3.9 KiB
Learning Representations
Linear Classifiers and Limitations
A Linear Classifier can be defined as an hyperplane with the following:
\sum_{i=1}^{N} w_{i}x_{i} + b = 0
So, for each point in the hyperspace the output is
o = sign \left( \sum_{i=1}^{N} w_{i}x_{i} + b \right)
This quickly gives us a separation of points in 2 classes. However
is it always possible to linearly separate P points in N dimensions?
According to Cover's Theorem "The probability that a dichotomy over P
points in N dimensions is linearly separable goes to zero as P gets
larger than $N$"1
Ideas to extract features generically
Polynomial Classifier2
We could try to extract features by combining all features in inputs, however this scales poorly in higher dimensions.
Let's say that we choose a degree d and the number of dimensions of
point \vec{x} are N, we would have N^d computations to do.
However most of the times we will have d = 2, so as long as we don't
exagerate with d it is still feasible
Space Tiling
It is a family of functions to preserve as much info as possible in images while reducing their dimension.
Random Projections
It consists on lowering dimensionality of data by using a random chosen matrix. The idea is that points that are in a high dimensional space may be projected into a low dimensional spaces preserving their most of their distance
Radial Basis Functions3
This is a method that employs a family of functions that operate over distance of the input over a fixed point.
Caution
They may take a point (or vector) as their input, but they'll compute a distance, usually the euclidean one, and then use it for the final computation
Kernel Machines4
They are algorithms in machine learning that make use of a kernel function which makes computation on higher dimensions possible without actually computing higher coordinates for our points.
Deep vs Shallow Networks
While it is theoretically possible to have only shallow-networks as
universal predictors,
this is not technically possible as it would require more hardware.

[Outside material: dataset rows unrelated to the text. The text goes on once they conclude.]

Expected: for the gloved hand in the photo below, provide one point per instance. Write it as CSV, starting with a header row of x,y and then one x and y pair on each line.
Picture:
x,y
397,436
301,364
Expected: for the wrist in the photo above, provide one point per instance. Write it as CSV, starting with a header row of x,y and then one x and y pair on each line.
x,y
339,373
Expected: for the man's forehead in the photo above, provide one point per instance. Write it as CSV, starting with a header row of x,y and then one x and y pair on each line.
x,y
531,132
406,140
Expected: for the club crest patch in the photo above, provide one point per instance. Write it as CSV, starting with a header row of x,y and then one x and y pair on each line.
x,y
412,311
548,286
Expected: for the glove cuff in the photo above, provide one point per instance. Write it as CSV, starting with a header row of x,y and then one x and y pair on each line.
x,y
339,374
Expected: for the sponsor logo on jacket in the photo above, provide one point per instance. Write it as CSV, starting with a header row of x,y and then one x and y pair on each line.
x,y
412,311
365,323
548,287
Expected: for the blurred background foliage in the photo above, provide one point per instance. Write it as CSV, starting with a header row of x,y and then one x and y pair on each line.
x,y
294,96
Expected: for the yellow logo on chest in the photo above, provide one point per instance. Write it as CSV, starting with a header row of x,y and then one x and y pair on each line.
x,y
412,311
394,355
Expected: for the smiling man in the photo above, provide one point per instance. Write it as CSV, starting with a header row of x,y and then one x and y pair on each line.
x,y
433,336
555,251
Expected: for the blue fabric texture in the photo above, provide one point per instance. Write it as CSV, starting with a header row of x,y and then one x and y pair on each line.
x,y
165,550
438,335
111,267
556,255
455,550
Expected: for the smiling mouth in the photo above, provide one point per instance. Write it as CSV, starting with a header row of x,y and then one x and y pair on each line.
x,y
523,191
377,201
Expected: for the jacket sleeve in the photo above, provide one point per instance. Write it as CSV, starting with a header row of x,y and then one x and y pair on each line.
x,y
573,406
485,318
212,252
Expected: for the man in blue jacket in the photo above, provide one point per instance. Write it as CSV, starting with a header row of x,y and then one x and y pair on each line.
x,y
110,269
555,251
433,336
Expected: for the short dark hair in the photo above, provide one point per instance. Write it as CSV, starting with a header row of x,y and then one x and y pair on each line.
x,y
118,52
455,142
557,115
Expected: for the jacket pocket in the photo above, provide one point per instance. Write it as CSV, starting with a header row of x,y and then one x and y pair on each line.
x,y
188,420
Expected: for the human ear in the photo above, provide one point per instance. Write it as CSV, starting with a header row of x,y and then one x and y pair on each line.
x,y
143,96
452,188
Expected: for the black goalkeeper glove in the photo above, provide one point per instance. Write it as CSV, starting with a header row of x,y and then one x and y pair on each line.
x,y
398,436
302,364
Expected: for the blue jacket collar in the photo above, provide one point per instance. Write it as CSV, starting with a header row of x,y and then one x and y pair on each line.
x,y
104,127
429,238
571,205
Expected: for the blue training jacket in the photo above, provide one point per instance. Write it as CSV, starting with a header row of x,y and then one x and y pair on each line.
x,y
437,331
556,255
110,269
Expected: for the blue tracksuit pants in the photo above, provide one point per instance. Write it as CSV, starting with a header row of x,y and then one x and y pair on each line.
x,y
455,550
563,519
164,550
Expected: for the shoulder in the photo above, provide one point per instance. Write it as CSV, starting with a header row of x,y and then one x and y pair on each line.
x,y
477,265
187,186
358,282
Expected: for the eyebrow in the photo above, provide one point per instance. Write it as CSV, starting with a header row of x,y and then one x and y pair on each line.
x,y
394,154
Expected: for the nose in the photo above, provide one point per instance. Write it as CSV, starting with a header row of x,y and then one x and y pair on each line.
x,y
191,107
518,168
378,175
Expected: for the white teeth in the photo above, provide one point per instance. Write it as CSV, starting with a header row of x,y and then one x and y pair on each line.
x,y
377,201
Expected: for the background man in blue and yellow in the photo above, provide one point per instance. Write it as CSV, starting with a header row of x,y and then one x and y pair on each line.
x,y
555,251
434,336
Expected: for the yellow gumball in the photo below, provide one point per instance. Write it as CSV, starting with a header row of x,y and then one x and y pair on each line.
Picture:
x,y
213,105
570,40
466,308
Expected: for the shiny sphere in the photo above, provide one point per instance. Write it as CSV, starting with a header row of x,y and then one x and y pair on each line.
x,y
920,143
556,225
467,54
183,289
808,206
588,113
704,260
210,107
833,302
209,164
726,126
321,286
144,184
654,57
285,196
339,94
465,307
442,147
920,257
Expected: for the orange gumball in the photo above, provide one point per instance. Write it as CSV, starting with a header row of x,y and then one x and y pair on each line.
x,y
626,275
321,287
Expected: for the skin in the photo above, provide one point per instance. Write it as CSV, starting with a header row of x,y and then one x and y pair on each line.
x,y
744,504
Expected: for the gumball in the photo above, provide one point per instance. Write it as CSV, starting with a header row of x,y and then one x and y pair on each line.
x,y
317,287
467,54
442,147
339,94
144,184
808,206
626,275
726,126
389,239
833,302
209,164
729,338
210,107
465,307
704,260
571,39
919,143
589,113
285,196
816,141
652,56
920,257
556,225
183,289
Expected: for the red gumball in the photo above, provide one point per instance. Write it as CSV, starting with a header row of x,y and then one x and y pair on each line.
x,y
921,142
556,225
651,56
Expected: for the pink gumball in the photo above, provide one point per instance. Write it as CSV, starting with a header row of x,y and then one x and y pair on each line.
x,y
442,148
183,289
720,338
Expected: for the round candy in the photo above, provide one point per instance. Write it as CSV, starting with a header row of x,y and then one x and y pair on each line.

Instead deep-networks trade time for space, taking longer, but requiring less hardware.
Usually, for just boolean function we have a complexity of O(n^2) for shallow
networks, making it scale exponentially.
Note
Mainly the hardware we are talking about is both Compute Units (we don't care id they come from CPU, GPU or NPU. You name it) and Memory.
Invariant Feature Learning
When we need to learn something that may have varying features (backgrounds, colors, shapes, etc...), it is useful to do these steps:
- Embed data into high-dimensional spaces
- Bring closer data that are similar and reduce-dimensions
Sparse Non-Linear Expansion
In this case, we break our datas, and then we aggreate things together
Manifold Hypothesis
We can assume that whatever we are trying to represent doesn't need that much features but rather is a point of a latent space with a lower count of dimensions.
Thus, our goal is to find this low dimensional latent-space and disentangle features, so that each
direction of our latent-space is a feature. Essentially, what we want to achieve with Deep-Learning is
a system capable of learning this latent-space on its own.